Sign In

Shakespeare play performed during second period

By Caroline Kruger and Piper Salvator in Student News

Today members of the Shakespeare Festival performed a shortened version of the play "The Twelfth Night" in Fairview's auditorium during 2nd period. All senior AP Literature and Composition classes were required to attend as well as a workshop during 3rd or 4th period following the play.

The play "The Twelfth Night" is a long play, however, for the convenience of the Fairview student body they shortened it to 40 minutes. Interestingly, the play has sixteen characters, but only three actors came and were responsible for acting out all sixteen characters. Although this seemed quite difficult, these three unbelievable actors summed up the play perfectly so the audience was engaged and could follow it easily.

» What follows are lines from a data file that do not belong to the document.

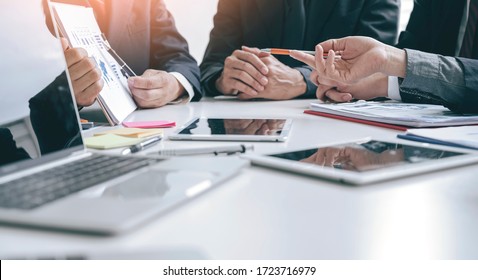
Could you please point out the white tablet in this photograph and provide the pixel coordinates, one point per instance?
(367, 161)
(221, 129)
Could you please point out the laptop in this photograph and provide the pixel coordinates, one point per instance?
(47, 177)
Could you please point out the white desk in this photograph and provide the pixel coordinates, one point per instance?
(268, 214)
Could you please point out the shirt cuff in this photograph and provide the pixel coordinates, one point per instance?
(394, 88)
(186, 84)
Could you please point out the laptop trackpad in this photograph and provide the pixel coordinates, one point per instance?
(154, 184)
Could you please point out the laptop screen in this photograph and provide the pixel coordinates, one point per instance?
(38, 118)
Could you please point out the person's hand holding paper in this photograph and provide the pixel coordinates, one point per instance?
(155, 88)
(84, 73)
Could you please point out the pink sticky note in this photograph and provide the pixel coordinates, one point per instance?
(150, 124)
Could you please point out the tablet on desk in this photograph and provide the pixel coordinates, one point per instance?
(222, 129)
(367, 161)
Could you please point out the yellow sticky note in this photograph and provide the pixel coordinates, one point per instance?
(132, 132)
(110, 141)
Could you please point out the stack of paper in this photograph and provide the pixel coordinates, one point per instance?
(395, 113)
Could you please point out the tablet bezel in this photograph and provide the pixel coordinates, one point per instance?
(372, 176)
(236, 137)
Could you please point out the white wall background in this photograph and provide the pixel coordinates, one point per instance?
(194, 21)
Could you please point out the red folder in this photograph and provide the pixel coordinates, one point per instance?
(385, 125)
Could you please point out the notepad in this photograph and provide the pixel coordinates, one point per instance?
(132, 132)
(110, 141)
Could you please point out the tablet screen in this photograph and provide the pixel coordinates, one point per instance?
(362, 157)
(211, 126)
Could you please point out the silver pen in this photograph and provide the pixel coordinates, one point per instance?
(227, 150)
(141, 146)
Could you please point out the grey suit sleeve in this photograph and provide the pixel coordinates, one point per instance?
(380, 20)
(436, 79)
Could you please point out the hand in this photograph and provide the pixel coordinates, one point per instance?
(253, 127)
(243, 72)
(85, 76)
(360, 58)
(155, 88)
(283, 82)
(368, 88)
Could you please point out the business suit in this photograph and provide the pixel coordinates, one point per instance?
(433, 26)
(144, 34)
(444, 80)
(431, 77)
(260, 23)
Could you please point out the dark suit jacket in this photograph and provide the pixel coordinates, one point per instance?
(144, 34)
(433, 28)
(259, 23)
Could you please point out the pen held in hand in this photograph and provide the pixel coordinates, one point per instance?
(277, 51)
(141, 146)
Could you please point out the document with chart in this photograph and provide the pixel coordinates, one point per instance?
(404, 114)
(78, 25)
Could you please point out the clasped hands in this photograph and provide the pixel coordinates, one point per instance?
(361, 72)
(250, 73)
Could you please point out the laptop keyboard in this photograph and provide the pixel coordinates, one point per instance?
(40, 188)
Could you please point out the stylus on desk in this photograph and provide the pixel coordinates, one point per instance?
(227, 150)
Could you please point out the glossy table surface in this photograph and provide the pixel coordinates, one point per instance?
(268, 214)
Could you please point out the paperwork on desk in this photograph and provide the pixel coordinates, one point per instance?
(463, 136)
(404, 114)
(78, 25)
(120, 137)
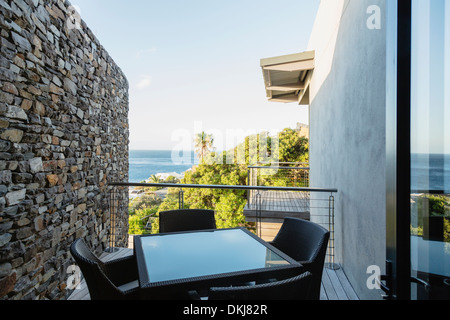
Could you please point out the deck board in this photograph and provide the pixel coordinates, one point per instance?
(335, 285)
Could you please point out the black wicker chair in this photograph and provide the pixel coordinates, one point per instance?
(113, 280)
(305, 242)
(186, 220)
(296, 288)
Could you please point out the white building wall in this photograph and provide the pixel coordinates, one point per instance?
(347, 131)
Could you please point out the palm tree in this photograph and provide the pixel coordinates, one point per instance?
(203, 144)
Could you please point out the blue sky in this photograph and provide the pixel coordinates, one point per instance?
(194, 65)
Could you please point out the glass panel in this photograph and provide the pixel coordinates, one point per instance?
(186, 255)
(430, 153)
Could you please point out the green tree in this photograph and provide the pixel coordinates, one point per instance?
(203, 144)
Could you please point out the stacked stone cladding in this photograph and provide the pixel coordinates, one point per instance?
(63, 137)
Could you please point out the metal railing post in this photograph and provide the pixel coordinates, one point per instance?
(258, 213)
(113, 207)
(181, 199)
(331, 264)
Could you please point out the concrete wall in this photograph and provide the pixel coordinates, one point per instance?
(63, 136)
(347, 131)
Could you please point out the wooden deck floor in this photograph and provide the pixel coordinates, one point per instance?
(335, 285)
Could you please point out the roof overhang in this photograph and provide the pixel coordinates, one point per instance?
(287, 77)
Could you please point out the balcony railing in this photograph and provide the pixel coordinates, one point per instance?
(264, 198)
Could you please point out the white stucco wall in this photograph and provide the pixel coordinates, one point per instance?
(347, 131)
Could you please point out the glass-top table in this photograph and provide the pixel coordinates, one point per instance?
(210, 255)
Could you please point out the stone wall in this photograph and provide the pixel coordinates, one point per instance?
(63, 136)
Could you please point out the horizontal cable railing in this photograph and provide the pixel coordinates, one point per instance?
(265, 204)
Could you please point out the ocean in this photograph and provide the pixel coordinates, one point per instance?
(145, 163)
(429, 171)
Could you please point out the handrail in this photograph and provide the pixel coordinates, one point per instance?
(284, 168)
(224, 187)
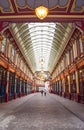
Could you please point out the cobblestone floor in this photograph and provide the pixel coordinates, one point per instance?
(36, 112)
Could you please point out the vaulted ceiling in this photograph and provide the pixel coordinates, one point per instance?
(41, 39)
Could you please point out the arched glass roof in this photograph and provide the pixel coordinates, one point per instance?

Following the play, the actors held a workshop during 3rd and 4th period. In this workshop, although not pertaining entirely to the actual play, parts of the play were related to bullying in the high school community.

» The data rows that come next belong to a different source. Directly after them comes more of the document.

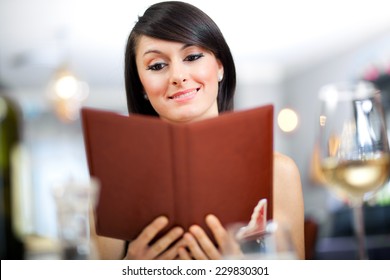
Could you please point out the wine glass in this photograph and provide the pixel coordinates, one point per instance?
(354, 150)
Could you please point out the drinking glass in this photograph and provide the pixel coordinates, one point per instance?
(274, 243)
(354, 149)
(74, 201)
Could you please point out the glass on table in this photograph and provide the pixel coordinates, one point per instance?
(73, 204)
(354, 150)
(274, 243)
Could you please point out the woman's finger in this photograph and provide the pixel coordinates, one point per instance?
(226, 243)
(161, 245)
(195, 250)
(139, 246)
(205, 243)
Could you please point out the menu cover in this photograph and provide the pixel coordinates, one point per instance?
(148, 167)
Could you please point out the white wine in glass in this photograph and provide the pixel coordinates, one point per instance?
(354, 148)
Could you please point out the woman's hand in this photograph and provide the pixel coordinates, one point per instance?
(139, 248)
(199, 246)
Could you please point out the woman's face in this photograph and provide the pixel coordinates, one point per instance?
(181, 81)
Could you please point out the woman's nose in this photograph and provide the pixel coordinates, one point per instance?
(178, 74)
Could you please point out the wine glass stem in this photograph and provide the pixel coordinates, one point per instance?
(358, 222)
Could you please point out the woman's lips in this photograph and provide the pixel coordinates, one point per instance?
(184, 95)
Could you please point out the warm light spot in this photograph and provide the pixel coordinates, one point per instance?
(287, 120)
(66, 87)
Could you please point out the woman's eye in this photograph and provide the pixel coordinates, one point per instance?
(193, 57)
(156, 66)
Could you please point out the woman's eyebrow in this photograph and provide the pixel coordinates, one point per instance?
(152, 51)
(185, 46)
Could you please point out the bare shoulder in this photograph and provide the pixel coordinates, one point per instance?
(288, 199)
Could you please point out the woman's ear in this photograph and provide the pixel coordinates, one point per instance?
(220, 71)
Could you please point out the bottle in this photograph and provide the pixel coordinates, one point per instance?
(11, 246)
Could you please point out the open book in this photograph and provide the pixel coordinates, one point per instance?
(148, 167)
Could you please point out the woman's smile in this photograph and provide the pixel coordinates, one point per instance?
(185, 95)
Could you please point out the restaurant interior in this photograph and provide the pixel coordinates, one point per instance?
(284, 51)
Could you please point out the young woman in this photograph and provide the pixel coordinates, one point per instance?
(179, 67)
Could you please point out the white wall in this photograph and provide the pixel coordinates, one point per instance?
(301, 90)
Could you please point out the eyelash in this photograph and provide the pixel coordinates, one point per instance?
(161, 65)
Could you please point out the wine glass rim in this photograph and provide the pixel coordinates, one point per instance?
(347, 90)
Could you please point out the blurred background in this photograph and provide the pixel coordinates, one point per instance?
(59, 55)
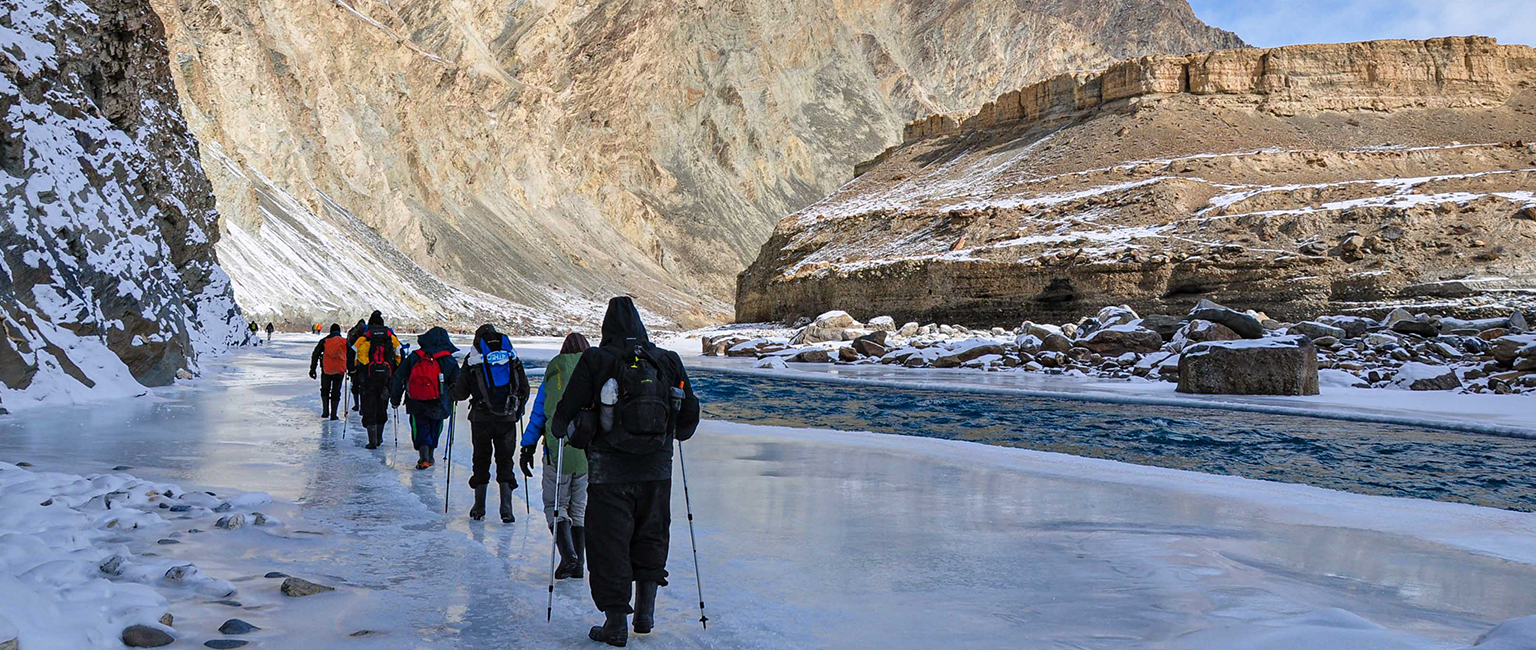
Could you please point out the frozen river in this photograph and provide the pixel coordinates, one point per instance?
(808, 538)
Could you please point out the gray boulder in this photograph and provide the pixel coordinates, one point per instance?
(1272, 366)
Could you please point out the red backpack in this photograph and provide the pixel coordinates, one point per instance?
(424, 381)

The workshop was led by the actors of the play, who also work at University of Colorado's bullying prevention program. First, the students were asked questions about cyber-bullying and if bullying is a common occurrence at Fairview High School. The actors described everyone as a number, on a scale from one to ten, relating to their mood on any given day. A number one, for example, described an unhappy person, with low self confidence. Then students were asked to volunteer to act out a scene in the play that portrayed bullying. This led into a discussion about how to be an active bystander in a bullying situation. The goal of an active bystander is to raise a victim of bullying's number because they know that they are cared about. Finally, the students acted out a bullying situation that they consider  common at Fairview, and practiced preventing these situations.

Tying Shakespeare's famous play, "The Twelfth Night", to high school bullying situations has perhaps been the most effective way to reach high school students thus far.